Apparently these leaders believe that murder will ensure their longevity. They could be right, but history is discouraging on this point. Though a natural target for tyrannicide, Charles IX died of tuberculosis at the age of 23; but his brother Henry III, who was responsible for a couple of assassinations of his own, was stabbed to death by a fanatic, and his cousin and successor, Henry IV, who deserved much better, met the same end. In South America, Pizarro, who assassinated the Inca Emperor Atahualpa, was himself assassinated, thus setting a trend on that continent. Jean Paul Marat, who advocated bloodbaths for the French Revolution, wound up with a bloodbath to himself. Nestled in his suds, he assured Charlotte Corday, before she stabbed his heart, that his enemies "shall soon be guillotined."

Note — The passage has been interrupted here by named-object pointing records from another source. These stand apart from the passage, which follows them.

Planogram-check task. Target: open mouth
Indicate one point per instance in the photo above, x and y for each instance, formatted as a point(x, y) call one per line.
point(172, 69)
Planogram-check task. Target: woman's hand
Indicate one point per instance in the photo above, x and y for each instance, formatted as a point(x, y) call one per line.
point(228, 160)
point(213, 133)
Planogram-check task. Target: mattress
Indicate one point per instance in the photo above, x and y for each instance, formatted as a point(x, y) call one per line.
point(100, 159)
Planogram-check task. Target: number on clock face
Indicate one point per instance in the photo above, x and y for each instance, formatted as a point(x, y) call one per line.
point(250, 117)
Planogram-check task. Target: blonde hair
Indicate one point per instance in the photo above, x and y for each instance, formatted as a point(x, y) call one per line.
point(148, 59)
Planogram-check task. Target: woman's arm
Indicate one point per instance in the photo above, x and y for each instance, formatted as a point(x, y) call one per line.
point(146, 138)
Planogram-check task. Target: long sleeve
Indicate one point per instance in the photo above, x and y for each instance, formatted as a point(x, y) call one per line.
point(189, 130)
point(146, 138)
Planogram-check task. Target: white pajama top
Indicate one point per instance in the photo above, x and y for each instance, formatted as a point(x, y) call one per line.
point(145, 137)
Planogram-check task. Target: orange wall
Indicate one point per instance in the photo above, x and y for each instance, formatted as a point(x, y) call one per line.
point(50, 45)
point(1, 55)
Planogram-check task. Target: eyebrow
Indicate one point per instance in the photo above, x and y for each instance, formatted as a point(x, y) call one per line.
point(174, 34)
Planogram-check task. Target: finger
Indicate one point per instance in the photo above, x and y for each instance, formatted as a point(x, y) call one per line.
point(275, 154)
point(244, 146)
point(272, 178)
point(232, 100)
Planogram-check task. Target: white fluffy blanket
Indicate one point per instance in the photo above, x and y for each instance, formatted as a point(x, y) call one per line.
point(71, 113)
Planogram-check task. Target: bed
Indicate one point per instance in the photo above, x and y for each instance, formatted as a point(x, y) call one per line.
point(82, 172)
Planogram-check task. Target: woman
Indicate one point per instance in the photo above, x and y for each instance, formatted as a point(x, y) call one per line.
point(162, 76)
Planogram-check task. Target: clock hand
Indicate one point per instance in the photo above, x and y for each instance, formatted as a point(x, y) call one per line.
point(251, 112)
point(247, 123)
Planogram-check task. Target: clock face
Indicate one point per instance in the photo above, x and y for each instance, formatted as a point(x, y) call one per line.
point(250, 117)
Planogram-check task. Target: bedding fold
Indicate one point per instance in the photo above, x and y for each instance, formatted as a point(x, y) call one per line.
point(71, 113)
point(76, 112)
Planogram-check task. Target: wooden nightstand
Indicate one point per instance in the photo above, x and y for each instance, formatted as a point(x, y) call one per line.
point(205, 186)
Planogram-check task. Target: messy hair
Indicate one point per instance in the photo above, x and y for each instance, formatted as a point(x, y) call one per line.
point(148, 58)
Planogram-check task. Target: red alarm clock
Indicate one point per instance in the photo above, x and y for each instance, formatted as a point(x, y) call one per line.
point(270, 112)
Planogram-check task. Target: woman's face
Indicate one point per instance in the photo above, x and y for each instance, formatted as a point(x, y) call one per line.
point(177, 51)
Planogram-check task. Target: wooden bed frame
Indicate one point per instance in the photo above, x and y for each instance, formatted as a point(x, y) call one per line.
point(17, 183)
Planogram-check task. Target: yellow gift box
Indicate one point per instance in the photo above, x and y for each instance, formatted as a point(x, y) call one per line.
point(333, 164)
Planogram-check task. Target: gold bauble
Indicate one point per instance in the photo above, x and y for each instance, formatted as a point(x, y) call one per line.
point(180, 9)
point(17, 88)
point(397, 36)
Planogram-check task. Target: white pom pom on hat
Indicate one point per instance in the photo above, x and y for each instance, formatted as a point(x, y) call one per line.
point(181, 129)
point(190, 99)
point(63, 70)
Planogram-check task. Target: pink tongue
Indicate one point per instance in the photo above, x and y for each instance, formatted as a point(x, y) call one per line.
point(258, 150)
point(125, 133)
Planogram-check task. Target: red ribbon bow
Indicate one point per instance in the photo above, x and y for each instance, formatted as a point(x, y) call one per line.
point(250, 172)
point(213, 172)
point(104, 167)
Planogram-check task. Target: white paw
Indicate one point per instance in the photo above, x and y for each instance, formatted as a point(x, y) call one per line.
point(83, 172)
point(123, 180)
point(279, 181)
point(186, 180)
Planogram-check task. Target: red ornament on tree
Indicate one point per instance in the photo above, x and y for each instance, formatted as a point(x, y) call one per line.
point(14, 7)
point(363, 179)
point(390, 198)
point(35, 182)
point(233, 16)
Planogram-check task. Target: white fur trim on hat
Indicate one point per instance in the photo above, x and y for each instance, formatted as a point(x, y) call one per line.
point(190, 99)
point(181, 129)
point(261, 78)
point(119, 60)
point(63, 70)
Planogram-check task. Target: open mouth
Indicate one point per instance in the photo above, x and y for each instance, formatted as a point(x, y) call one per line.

If history does not favor assassins, literature offers no encouragement either. Characters like Brutus and Macbeth admitted such impediments to the success of their dark deeds as guilt and contemplation. One of the most interesting studies in assassination, Alfred de Mussel's Lorenzaccio, offers a bit more hope to Gaddafi & Co. in that everyone agrees that the murdered Alessandro de Medici was a first-class scoundrel. Yet, like Hamlet, the assassin Lorenzo goes to pieces in the play. The real Lorenzo was judged as much a traitor as a liberator. And De Mussel's Lorenzo, like his real-life model, is assassinated in turn, presenting yet one more example of lethal pigeons coming home to roost.
But an appreciation of the humanities is not the long suit of political murderers. Simple folk on the whole, they traffic mainly in the capacity of human fear, especially the fear of sudden death, and they trust the raddled citizenry to watch and sit still. The claiming of credit for assassinations is thus at once a show of force and a philosophy. The governments of Syria, Libya, Iran and elsewhere are not to be counted on for pity, or for maintaining a sense of international community. They may, however, be counted on for killings, which often give governments a stature they might never earn by more subtle or complex means.